Canadian Corporate Profits Reached a Troubling New Milestone
Quarterly operating profits surpassed $200 billion for the first time
Canadian corporations claimed over $200 billion in quarterly profits in the fourth quarter of 2024. This dubious achievement was facilitated by the corporate markup remaining much higher than it was before the pandemic.
The markup is the less familiar counterpart to the profit margin.
Where the profit margin tells you what portion of a corporation’s revenue is profit, the markup is the amount a corporation adds onto its expenses. For example, if a company has $100 in revenue with $80 of expenses, leaving $20 of profit, the margin is 20% (20 / 100), while the markup is 25% (20 / 80).
The markup is a useful measure for assessing the claim that corporate profiteering was not a factor in the pandemic-induced inflation. The perpetual defence from corporations charging higher prices was that they were merely passing along higher costs.
This is a lie.
As seen above, the markup has been around 15% in every quarter since 2021Q1. Before the pandemic, it was already at record highs of about 11.5%.
So, it is not true that corporations were merely passing along higher costs. However, as seen in the chart below, operating expenses were increasing much more than the prepandemic trend. The pandemic and public health responses did cause extraordinary cost increases.
But this fact makes the increased markup even more pernicious.

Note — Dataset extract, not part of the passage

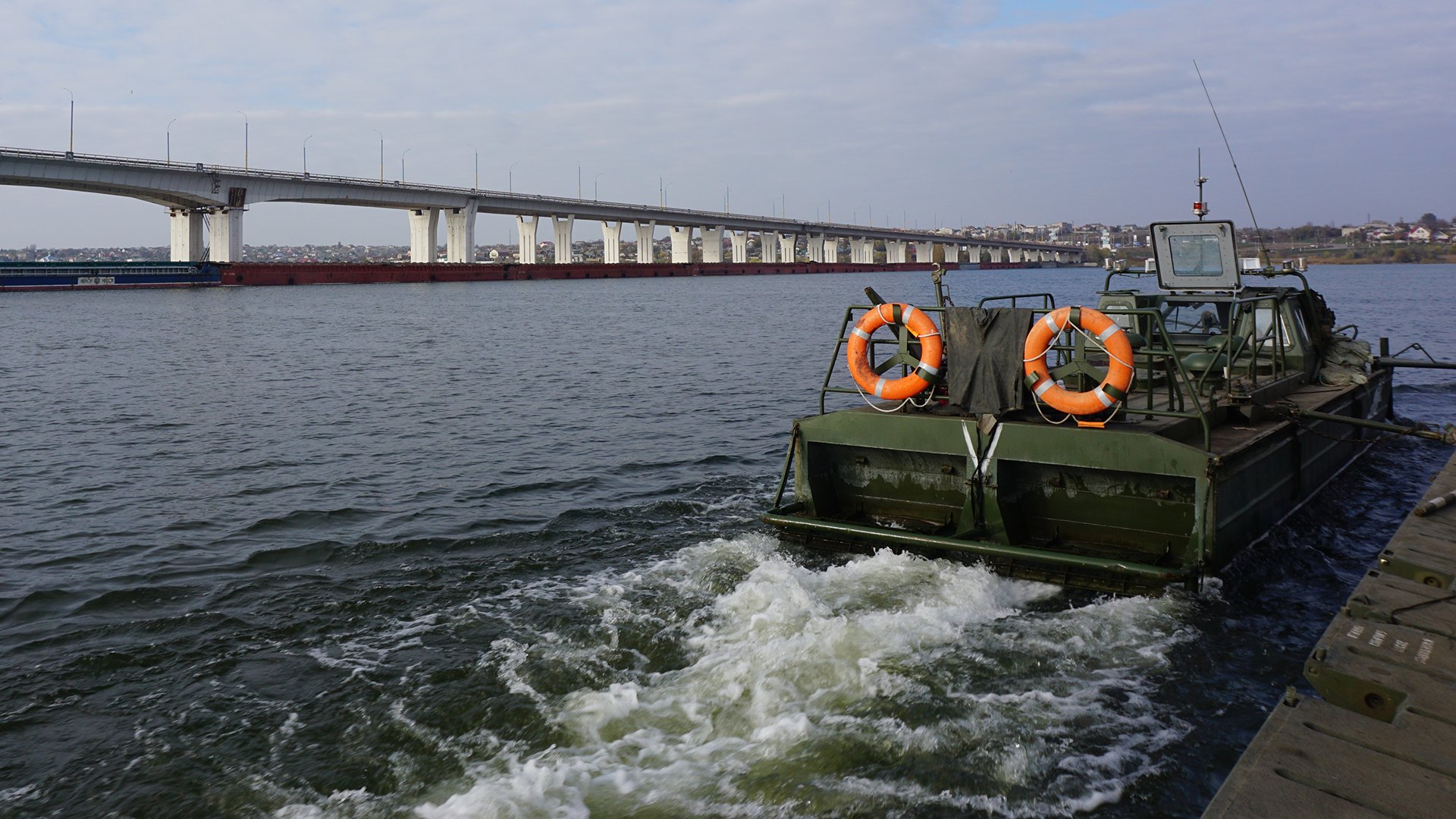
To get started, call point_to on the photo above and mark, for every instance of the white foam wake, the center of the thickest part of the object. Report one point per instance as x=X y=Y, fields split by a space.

Because profits are the product of the markup multiplied by operating expenses, when expenses increase profits will also increase even if the markup is kept constant. Consider the 25% markup example used above. If costs rose from $80 to $100, the profits would rise from $20 to $25 dollars without any change to the markup. That means Canadian corporations would have reaped record profits in 2024 without the extra markup. But the higher markup supercharged their profits.
The extra percentage points delivered $741 billion in EXCESS profits over the last four years compared to what corporations would have collected if their markups in each quarter were the same as 2019. That brought total corporate profits to almost $3 trillion.
Households, not-for-profits and governments are the final buyers of the products that corporations sell. That means this excess profit is ultimately coming from us. This excess is the flip side of the strain that people have experienced from higher prices.
There is a new bout of inflation on the horizon thanks to the Trump administration’s tariffs. This means the situation is ripe for companies to again take advantage of the turmoil and their pricing power. This will transfer even more money from average people and public institutions to the most powerful corporations and their ultra-wealthy owners.
More needs to be done to address the rising pricing power of Canadian corporations. A report from Canada’s Competition Bureau noted that maintaining markups in the context of rising costs is a sign of pricing power. In a competitive market, as costs rise a company is supposed to absorb them because trying to pass them along will make their product uncompetitive. In other words, as operating costs rose in 2021, the markup of corporations should have fallen. The fact that they rose is just one more indicator that the actual economy does not work as theorized by orthodox economists.
Governments failed to rein in the profiteering last time. They cannot allow it to happen again.
Does your raw data allow for charts by sector?
Thanks for the article. Not at all surprising. What can governments do in the way of policy to rein in corporations? It seems that the usual policy choices are ineffective.